Since Mr. Obama took office two years ago, America’s top economic policy makers have visited India numerous times but left with little to show for their long flights. This time, too, officials on both sides have tried to temper expectations, given the geopolitical and trade tensions between the two nations.

But, even without a big policy push from Washington, companies from both countries have already been forging deals at a fast and furious pace.

American brands as diverse as Mary Kay cosmetics, Harley-Davidson motorcycles and Cinnabon sticky buns have recently set up shop or expanded in India, often with local partners helping them navigate this country’s notoriously convoluted bureaucracy. Meanwhile, American corporate giants like General Motors and the drug maker Bristol-Myers are expanding factories, sales outlets and research laboratories in India.

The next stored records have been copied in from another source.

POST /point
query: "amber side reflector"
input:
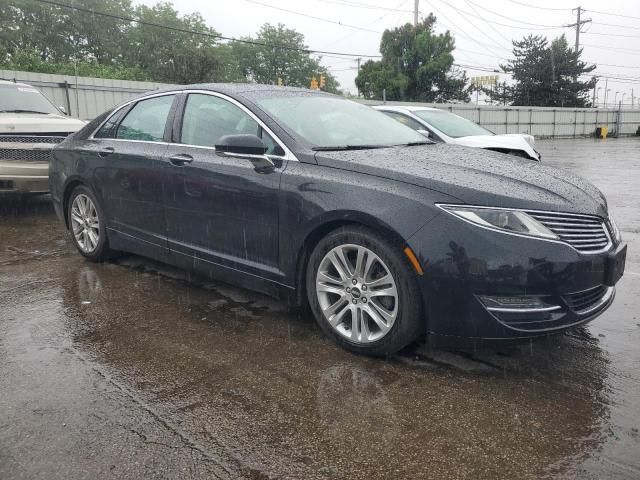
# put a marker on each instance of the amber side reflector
(414, 261)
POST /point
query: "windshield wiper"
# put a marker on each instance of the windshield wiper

As a result of such moves, American exports to India in the first six months of 2010 hit $14.6 billion, up 14 percent from the period a year earlier and nearly five times what it was a decade earlier.

Corporate America mainly hopes the visit by the president, with more than 200 American executives in tow, can help better define the common economic interests of the United States and India and build on the trade and investment foundations the business community has already laid.

“Business had been leading the way from the very beginning,” said Ron Somers, the head of the United States India Business Council, a business advocacy group. Now, Mr. Somers said, “we want to crown that with a genuine strategic partnership.”

Harold McGraw 3rd, the chairman of McGraw Hill and one of the executives in the Obama entourage, said the visit was “all about economic and job growth for both the U.S. and India.” India is America’s 14th-largest trade partner, he noted, but “should be a lot higher.”

For many American executives, India seems to have become the “new China” — a place where they feel compelled to do business, lest they miss getting a foothold in a nation with low-cost labor and a potentially billion-person consumer market.